I do not remember how our conversation ended.  But I do know that she is still alive and well today.  It wasn't until later that year that I finally had a glimpse of that reason-less place where she had been.  I hit rock bottom emotionally and it felt like there was no coming up for air.  I was ready to die.  Really ready to die. I had a plan. I had the means.  The only thing I hadn't determined was the time and place.  I don't know what stopped me then, but I am grateful I did not go ahead with my plan.

It had occurred over a school break and when I returned I went to a staff meeting for the dorms and there we learned that one of the supervisors for the dorms had been murdered in Mexico.  I did not know him well. I had only met him once or twice, but I was devastated by his death.  And I was struck by the fact that someone's death can reach so far, even to those who have only seen a person from afar or met in a brief encounter and I was ashamed that I had even considered taking my own life.  But again, there had been no logic in that place.  

Yesterday I felt the overwhelming presence of evil.  I couldn't even track it to one particular moment or thing, but it was there--dark and heavy.  Deadening, sucking the life out of me.  And I thought of Judas.  I thought of how powerful the presence of evil must have been that week.  How consuming it had to have been to convince the masses that Jesus, the Son of God needed to die.  I'm sure it was palpable.  I doubt there was much reason available there--we see that in the trials of Christ.  Not reason, just accusation and judgment.  And then Judas' betrayal in the garden.  But more striking still, his suicide.  I'm sure that by collaborating to kill your friend, your mentor, you teacher, a great healer, and the Son of God, that the presence of evil became suffocating.  My guess is the only way Judas thought he would ever breathe again was to die.

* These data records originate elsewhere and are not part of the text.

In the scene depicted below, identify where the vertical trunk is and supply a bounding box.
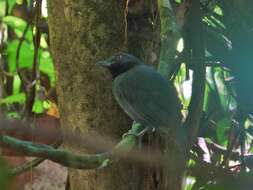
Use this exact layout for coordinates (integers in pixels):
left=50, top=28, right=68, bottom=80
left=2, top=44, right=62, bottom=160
left=127, top=0, right=160, bottom=66
left=48, top=0, right=183, bottom=189
left=48, top=1, right=142, bottom=189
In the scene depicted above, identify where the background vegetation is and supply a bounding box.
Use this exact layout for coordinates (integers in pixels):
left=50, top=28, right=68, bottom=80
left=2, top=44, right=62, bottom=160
left=0, top=0, right=253, bottom=190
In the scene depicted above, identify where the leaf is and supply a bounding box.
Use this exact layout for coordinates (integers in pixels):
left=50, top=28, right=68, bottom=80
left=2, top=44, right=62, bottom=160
left=214, top=69, right=236, bottom=112
left=0, top=2, right=5, bottom=17
left=3, top=16, right=33, bottom=41
left=7, top=111, right=20, bottom=118
left=3, top=0, right=17, bottom=14
left=216, top=118, right=231, bottom=145
left=0, top=93, right=26, bottom=104
left=46, top=102, right=59, bottom=118
left=214, top=5, right=223, bottom=16
left=39, top=51, right=55, bottom=85
left=12, top=74, right=21, bottom=94
left=7, top=40, right=34, bottom=72
left=32, top=99, right=44, bottom=113
left=7, top=40, right=55, bottom=85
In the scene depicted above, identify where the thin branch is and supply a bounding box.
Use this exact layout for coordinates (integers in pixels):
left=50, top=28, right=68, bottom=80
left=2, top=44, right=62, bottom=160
left=188, top=153, right=233, bottom=181
left=0, top=123, right=146, bottom=169
left=10, top=157, right=45, bottom=176
left=9, top=139, right=62, bottom=176
left=207, top=141, right=240, bottom=161
left=24, top=0, right=42, bottom=118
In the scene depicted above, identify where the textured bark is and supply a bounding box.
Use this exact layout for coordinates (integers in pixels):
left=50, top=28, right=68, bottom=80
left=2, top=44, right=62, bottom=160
left=127, top=0, right=160, bottom=67
left=47, top=1, right=143, bottom=190
left=47, top=0, right=184, bottom=189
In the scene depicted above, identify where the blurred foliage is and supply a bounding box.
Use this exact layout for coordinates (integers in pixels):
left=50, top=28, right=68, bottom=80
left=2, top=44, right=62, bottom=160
left=172, top=0, right=253, bottom=189
left=0, top=0, right=253, bottom=190
left=0, top=0, right=56, bottom=186
left=0, top=0, right=55, bottom=118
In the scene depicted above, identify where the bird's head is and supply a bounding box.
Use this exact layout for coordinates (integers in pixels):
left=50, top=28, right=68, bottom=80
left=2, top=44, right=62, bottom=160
left=97, top=52, right=142, bottom=78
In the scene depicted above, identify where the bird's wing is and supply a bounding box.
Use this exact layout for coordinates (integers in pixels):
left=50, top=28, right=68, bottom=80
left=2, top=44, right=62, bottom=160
left=113, top=65, right=181, bottom=130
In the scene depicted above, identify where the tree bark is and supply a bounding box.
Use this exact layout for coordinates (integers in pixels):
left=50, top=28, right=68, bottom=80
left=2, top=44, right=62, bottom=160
left=47, top=1, right=143, bottom=189
left=47, top=0, right=184, bottom=189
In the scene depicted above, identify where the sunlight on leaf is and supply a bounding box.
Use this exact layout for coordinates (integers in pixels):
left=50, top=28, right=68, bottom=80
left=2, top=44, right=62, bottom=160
left=177, top=38, right=184, bottom=52
left=184, top=177, right=196, bottom=190
left=0, top=2, right=5, bottom=17
left=214, top=5, right=223, bottom=16
left=7, top=40, right=34, bottom=72
left=0, top=93, right=26, bottom=104
left=13, top=74, right=21, bottom=94
left=3, top=16, right=33, bottom=41
left=32, top=99, right=44, bottom=113
left=40, top=51, right=55, bottom=85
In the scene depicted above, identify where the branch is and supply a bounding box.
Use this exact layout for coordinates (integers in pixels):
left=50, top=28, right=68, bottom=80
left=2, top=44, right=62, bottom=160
left=0, top=123, right=145, bottom=170
left=188, top=153, right=233, bottom=181
left=9, top=139, right=62, bottom=176
left=207, top=142, right=240, bottom=161
left=10, top=157, right=45, bottom=176
left=183, top=0, right=206, bottom=147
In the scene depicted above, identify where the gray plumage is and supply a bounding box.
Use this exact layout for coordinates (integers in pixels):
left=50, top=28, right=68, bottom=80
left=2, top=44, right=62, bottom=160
left=97, top=53, right=182, bottom=135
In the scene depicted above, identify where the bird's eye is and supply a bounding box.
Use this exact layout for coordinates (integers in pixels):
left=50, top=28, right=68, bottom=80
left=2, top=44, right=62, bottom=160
left=115, top=54, right=123, bottom=61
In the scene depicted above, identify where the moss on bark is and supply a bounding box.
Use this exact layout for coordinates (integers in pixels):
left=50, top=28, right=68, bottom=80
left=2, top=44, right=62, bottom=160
left=47, top=1, right=144, bottom=189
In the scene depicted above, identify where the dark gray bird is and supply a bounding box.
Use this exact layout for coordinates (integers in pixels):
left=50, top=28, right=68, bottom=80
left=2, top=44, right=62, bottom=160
left=97, top=53, right=182, bottom=137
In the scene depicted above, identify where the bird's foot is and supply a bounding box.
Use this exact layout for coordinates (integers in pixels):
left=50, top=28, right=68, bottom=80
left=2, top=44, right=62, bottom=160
left=122, top=127, right=150, bottom=138
left=123, top=127, right=153, bottom=149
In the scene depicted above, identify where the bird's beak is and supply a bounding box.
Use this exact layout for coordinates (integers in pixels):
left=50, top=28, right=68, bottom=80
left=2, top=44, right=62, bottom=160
left=96, top=60, right=112, bottom=67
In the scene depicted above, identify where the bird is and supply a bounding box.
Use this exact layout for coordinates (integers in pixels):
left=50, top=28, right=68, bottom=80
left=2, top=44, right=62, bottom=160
left=97, top=53, right=186, bottom=190
left=97, top=52, right=183, bottom=138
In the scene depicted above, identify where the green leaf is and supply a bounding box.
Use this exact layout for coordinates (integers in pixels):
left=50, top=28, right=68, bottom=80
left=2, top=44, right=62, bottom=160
left=214, top=69, right=236, bottom=112
left=216, top=118, right=231, bottom=145
left=0, top=2, right=6, bottom=17
left=39, top=51, right=55, bottom=85
left=6, top=0, right=16, bottom=14
left=7, top=40, right=55, bottom=85
left=0, top=93, right=26, bottom=104
left=203, top=83, right=211, bottom=112
left=32, top=99, right=44, bottom=113
left=7, top=40, right=34, bottom=72
left=13, top=74, right=21, bottom=94
left=184, top=177, right=196, bottom=190
left=214, top=5, right=223, bottom=16
left=7, top=111, right=20, bottom=118
left=3, top=16, right=33, bottom=41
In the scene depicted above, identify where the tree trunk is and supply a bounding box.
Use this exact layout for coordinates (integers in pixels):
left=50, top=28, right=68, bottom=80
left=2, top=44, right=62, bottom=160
left=48, top=0, right=184, bottom=189
left=47, top=1, right=144, bottom=190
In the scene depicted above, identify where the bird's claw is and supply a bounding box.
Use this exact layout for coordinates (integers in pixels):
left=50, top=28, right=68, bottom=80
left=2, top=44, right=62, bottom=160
left=122, top=127, right=151, bottom=138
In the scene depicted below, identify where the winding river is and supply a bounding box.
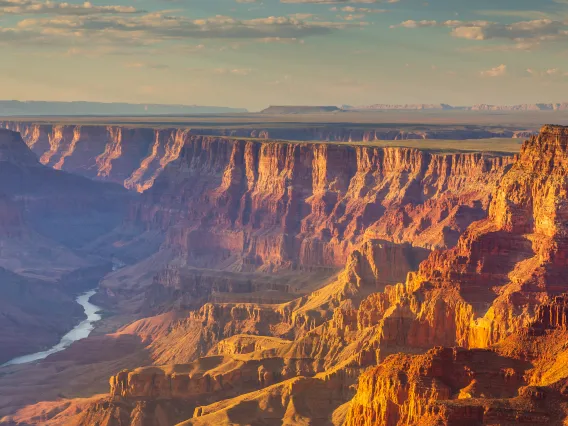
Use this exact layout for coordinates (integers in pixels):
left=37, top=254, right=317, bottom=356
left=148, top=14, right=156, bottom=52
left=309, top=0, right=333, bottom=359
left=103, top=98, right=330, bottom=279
left=1, top=290, right=102, bottom=367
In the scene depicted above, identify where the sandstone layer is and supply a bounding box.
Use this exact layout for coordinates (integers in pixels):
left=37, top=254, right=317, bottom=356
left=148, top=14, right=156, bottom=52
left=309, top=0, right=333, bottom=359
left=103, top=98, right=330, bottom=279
left=133, top=137, right=512, bottom=270
left=0, top=122, right=522, bottom=193
left=342, top=125, right=568, bottom=424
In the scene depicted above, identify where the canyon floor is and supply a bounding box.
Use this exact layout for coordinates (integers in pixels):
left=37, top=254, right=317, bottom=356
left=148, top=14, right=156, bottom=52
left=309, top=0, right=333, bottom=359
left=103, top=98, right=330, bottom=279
left=0, top=118, right=568, bottom=426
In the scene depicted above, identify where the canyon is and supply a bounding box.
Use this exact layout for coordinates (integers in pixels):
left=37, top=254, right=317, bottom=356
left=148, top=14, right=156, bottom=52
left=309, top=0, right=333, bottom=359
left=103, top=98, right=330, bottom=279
left=0, top=128, right=127, bottom=365
left=1, top=123, right=568, bottom=425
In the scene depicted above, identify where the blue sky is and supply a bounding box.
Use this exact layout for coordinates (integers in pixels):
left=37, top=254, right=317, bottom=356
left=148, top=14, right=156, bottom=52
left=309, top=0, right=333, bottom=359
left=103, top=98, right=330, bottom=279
left=0, top=0, right=567, bottom=110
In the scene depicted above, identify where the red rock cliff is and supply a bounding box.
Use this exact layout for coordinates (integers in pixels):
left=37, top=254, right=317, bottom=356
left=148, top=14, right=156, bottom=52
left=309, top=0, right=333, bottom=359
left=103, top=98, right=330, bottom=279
left=0, top=121, right=521, bottom=192
left=343, top=125, right=568, bottom=425
left=131, top=136, right=512, bottom=272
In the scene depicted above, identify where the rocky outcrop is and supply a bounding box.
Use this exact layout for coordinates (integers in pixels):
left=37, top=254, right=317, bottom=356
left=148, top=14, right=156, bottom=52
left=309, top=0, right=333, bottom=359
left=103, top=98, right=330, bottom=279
left=8, top=126, right=568, bottom=426
left=343, top=347, right=558, bottom=426
left=532, top=295, right=568, bottom=332
left=338, top=125, right=568, bottom=425
left=123, top=238, right=426, bottom=366
left=186, top=375, right=353, bottom=426
left=340, top=125, right=568, bottom=357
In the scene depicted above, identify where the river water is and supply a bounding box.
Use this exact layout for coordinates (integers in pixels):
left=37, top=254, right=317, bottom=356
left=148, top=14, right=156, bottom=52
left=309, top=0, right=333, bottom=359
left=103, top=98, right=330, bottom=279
left=1, top=290, right=102, bottom=367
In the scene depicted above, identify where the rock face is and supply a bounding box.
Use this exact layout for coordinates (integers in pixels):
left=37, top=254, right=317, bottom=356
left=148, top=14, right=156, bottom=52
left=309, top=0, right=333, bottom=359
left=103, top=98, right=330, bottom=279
left=339, top=124, right=568, bottom=425
left=329, top=125, right=568, bottom=359
left=344, top=347, right=530, bottom=426
left=0, top=128, right=129, bottom=249
left=0, top=122, right=523, bottom=193
left=133, top=137, right=512, bottom=273
left=101, top=124, right=568, bottom=425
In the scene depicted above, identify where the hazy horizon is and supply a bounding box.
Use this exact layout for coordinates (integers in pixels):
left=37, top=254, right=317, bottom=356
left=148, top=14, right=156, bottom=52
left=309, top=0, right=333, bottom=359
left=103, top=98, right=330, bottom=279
left=2, top=99, right=568, bottom=115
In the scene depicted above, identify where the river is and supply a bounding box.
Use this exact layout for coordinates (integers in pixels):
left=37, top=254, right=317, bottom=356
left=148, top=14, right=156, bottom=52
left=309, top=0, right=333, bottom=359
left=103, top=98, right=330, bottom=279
left=1, top=290, right=102, bottom=367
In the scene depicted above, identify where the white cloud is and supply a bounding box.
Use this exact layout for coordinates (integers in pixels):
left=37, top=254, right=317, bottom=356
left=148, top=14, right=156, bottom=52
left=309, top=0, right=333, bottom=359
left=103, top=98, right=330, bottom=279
left=0, top=12, right=356, bottom=47
left=391, top=18, right=568, bottom=49
left=480, top=64, right=507, bottom=77
left=0, top=0, right=141, bottom=15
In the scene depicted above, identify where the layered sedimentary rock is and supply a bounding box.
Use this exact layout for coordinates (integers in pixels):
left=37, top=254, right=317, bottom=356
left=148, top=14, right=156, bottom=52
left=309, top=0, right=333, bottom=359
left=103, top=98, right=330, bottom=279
left=335, top=125, right=568, bottom=359
left=340, top=125, right=568, bottom=425
left=345, top=297, right=568, bottom=426
left=107, top=124, right=568, bottom=425
left=0, top=129, right=129, bottom=249
left=343, top=346, right=562, bottom=426
left=132, top=137, right=512, bottom=273
left=0, top=121, right=524, bottom=193
left=8, top=126, right=568, bottom=426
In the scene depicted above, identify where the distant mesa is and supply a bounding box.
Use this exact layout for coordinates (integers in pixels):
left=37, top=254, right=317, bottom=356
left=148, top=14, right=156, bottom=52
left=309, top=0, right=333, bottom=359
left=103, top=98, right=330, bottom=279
left=260, top=105, right=341, bottom=114
left=0, top=100, right=248, bottom=116
left=344, top=103, right=455, bottom=111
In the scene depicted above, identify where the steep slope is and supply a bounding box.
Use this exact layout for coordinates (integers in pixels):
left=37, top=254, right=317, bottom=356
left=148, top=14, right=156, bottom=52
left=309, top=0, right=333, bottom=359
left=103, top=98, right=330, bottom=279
left=0, top=129, right=130, bottom=249
left=92, top=137, right=513, bottom=318
left=0, top=122, right=524, bottom=193
left=0, top=129, right=129, bottom=363
left=132, top=138, right=512, bottom=270
left=344, top=302, right=568, bottom=426
left=341, top=124, right=568, bottom=425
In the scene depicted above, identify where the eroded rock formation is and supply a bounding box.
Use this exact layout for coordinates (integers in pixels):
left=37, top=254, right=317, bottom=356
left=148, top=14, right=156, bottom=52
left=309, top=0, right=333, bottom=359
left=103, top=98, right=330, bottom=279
left=8, top=126, right=568, bottom=426
left=0, top=121, right=524, bottom=193
left=133, top=138, right=512, bottom=272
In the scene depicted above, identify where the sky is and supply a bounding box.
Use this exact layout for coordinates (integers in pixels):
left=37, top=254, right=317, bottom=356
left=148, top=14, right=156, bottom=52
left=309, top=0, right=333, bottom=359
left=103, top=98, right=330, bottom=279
left=0, top=0, right=568, bottom=110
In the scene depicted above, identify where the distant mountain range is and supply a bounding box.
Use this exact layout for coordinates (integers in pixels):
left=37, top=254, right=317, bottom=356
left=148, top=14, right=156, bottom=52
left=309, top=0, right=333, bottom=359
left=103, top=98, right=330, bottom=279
left=343, top=103, right=568, bottom=111
left=0, top=101, right=248, bottom=116
left=261, top=103, right=568, bottom=114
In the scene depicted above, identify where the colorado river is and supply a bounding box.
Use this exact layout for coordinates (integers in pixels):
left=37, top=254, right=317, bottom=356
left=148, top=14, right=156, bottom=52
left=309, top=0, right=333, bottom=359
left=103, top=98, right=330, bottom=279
left=1, top=290, right=102, bottom=367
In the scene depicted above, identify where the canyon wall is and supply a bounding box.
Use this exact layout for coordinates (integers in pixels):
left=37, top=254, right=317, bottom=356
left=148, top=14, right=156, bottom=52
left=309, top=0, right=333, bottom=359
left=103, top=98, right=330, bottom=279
left=0, top=129, right=129, bottom=363
left=0, top=121, right=524, bottom=193
left=340, top=125, right=568, bottom=425
left=131, top=137, right=513, bottom=273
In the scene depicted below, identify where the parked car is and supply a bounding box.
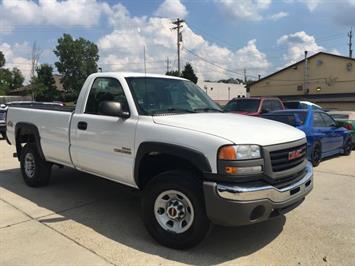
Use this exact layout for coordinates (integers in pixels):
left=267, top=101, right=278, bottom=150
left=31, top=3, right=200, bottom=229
left=0, top=104, right=7, bottom=139
left=6, top=72, right=313, bottom=249
left=262, top=108, right=352, bottom=166
left=328, top=111, right=355, bottom=148
left=223, top=97, right=284, bottom=116
left=283, top=100, right=323, bottom=110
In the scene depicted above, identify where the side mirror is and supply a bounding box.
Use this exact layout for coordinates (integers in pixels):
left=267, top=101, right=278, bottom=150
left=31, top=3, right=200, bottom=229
left=98, top=101, right=130, bottom=118
left=260, top=109, right=268, bottom=114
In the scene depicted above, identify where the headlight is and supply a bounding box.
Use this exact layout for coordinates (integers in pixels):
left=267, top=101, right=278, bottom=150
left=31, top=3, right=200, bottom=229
left=218, top=145, right=261, bottom=160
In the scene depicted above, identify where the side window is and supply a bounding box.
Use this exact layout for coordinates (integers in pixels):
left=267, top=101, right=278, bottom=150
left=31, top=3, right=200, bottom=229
left=313, top=112, right=325, bottom=127
left=271, top=100, right=283, bottom=111
left=262, top=100, right=272, bottom=112
left=85, top=78, right=129, bottom=115
left=321, top=113, right=336, bottom=127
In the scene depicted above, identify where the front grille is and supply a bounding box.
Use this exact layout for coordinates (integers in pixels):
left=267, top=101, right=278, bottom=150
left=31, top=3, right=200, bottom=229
left=271, top=169, right=306, bottom=189
left=270, top=144, right=307, bottom=172
left=0, top=112, right=5, bottom=122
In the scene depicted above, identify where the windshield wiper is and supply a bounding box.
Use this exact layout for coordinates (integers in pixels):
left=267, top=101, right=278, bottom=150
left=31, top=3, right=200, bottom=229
left=152, top=108, right=196, bottom=115
left=193, top=107, right=223, bottom=113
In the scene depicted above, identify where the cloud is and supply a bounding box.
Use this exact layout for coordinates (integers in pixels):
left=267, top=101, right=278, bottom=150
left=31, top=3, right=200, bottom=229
left=333, top=0, right=355, bottom=25
left=277, top=31, right=324, bottom=65
left=268, top=11, right=288, bottom=21
left=98, top=2, right=270, bottom=81
left=215, top=0, right=272, bottom=21
left=154, top=0, right=188, bottom=18
left=283, top=0, right=321, bottom=11
left=0, top=42, right=33, bottom=83
left=0, top=0, right=107, bottom=30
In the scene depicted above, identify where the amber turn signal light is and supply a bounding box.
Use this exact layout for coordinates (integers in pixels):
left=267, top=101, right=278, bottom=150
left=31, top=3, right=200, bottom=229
left=218, top=146, right=237, bottom=160
left=225, top=166, right=237, bottom=174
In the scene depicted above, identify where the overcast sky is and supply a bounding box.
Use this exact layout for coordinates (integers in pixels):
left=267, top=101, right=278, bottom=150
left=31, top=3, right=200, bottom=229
left=0, top=0, right=354, bottom=82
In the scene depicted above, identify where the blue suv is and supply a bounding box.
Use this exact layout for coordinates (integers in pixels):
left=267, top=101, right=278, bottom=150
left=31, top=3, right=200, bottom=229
left=262, top=107, right=352, bottom=166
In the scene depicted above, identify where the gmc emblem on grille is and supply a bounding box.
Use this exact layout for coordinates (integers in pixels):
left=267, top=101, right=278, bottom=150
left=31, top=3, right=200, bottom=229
left=288, top=148, right=304, bottom=160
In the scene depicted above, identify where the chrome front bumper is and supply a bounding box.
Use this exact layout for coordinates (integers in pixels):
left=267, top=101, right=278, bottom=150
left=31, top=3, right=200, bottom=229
left=216, top=162, right=313, bottom=203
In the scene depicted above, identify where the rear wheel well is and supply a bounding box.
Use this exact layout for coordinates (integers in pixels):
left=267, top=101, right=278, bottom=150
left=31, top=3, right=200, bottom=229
left=15, top=124, right=44, bottom=160
left=137, top=153, right=202, bottom=189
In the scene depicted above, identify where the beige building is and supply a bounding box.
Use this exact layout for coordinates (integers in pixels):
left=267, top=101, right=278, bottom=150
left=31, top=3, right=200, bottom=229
left=250, top=52, right=355, bottom=110
left=197, top=81, right=247, bottom=105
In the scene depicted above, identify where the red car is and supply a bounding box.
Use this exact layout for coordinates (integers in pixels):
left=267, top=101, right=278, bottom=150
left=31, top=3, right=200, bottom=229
left=223, top=97, right=285, bottom=116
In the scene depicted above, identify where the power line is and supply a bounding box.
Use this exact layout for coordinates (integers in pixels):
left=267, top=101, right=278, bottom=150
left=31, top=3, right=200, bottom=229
left=183, top=47, right=261, bottom=78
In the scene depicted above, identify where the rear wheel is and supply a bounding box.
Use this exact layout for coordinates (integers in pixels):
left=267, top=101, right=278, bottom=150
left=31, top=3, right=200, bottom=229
left=141, top=170, right=210, bottom=249
left=311, top=142, right=322, bottom=167
left=343, top=138, right=352, bottom=156
left=20, top=144, right=52, bottom=187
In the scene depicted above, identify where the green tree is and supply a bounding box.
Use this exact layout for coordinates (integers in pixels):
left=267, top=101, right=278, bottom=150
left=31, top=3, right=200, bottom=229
left=182, top=63, right=198, bottom=84
left=0, top=69, right=12, bottom=95
left=165, top=70, right=181, bottom=77
left=0, top=67, right=24, bottom=95
left=54, top=34, right=99, bottom=100
left=11, top=67, right=24, bottom=90
left=31, top=64, right=59, bottom=101
left=0, top=51, right=5, bottom=68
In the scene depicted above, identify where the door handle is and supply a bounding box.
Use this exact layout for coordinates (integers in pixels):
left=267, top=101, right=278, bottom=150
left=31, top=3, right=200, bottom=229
left=77, top=121, right=87, bottom=130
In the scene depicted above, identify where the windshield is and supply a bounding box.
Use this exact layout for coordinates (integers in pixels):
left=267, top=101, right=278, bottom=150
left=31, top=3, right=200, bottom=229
left=284, top=102, right=300, bottom=109
left=126, top=77, right=221, bottom=115
left=263, top=112, right=307, bottom=126
left=224, top=99, right=260, bottom=112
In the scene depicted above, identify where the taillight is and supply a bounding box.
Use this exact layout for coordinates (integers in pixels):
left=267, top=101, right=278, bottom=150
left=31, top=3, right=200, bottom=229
left=344, top=124, right=353, bottom=130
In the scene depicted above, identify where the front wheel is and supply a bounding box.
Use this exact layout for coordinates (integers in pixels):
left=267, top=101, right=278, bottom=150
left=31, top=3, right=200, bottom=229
left=311, top=143, right=322, bottom=167
left=20, top=144, right=52, bottom=187
left=141, top=170, right=210, bottom=249
left=343, top=138, right=352, bottom=156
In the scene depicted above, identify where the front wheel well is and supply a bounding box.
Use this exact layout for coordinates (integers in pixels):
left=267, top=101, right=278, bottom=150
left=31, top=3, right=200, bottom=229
left=136, top=153, right=202, bottom=189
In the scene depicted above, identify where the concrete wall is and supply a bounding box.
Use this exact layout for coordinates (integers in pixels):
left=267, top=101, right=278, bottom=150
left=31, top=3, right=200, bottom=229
left=250, top=53, right=355, bottom=97
left=197, top=81, right=246, bottom=105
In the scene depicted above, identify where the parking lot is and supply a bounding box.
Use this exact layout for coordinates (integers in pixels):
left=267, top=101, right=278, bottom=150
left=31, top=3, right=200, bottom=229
left=0, top=139, right=354, bottom=265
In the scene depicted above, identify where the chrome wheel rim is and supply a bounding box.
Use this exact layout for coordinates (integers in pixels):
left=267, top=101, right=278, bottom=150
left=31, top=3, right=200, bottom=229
left=154, top=190, right=194, bottom=234
left=24, top=153, right=35, bottom=178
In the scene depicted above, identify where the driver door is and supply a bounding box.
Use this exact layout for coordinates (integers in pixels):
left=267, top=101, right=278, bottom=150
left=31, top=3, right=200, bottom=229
left=70, top=77, right=138, bottom=187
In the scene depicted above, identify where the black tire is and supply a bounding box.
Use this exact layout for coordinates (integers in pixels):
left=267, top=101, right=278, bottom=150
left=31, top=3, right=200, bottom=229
left=311, top=142, right=322, bottom=167
left=20, top=144, right=52, bottom=187
left=141, top=170, right=210, bottom=249
left=343, top=137, right=352, bottom=156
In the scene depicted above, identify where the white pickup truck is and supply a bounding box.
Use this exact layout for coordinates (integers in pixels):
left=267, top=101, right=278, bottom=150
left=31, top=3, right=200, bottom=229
left=6, top=72, right=313, bottom=249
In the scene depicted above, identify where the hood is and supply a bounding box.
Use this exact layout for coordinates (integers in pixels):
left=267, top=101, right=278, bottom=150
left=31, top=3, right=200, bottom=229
left=153, top=113, right=305, bottom=146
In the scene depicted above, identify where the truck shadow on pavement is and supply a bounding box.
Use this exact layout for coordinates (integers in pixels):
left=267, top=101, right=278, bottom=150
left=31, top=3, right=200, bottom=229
left=0, top=166, right=286, bottom=265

And I hurt for him. I hurt that he didn't know that death on the cross would not be the end of the story. My heart broke that he would never hear or see that part of the gospel--the part where Jesus raises from the dead after he has conquered sin and death.  

Judas didn't know the story.  So he didn't have the hope.  He couldn't have the hope for it had not yet happened.  And there was no possibility of finding the light in the midst of the darkness.  And I hurt for him. 

And then it occurred to me that there are others in Judas' place...no they haven't facilitated the death of Jesus--not in that direct way...but they are like Judas in that they don't know the story.  So they don't have the hope.  And without the story, without the hope, there is no possibility of finding the light in the midst of the darkness.  

And that's where our responsibility lies.  For those of us that know the story, we must spread the gospel--the hope.  We must make known the rest of the story--the part where death and sin and shame do not have the final word, and we must shine God's light for people so that they might know there is the possibility of escaping the darkness--of finding life (again).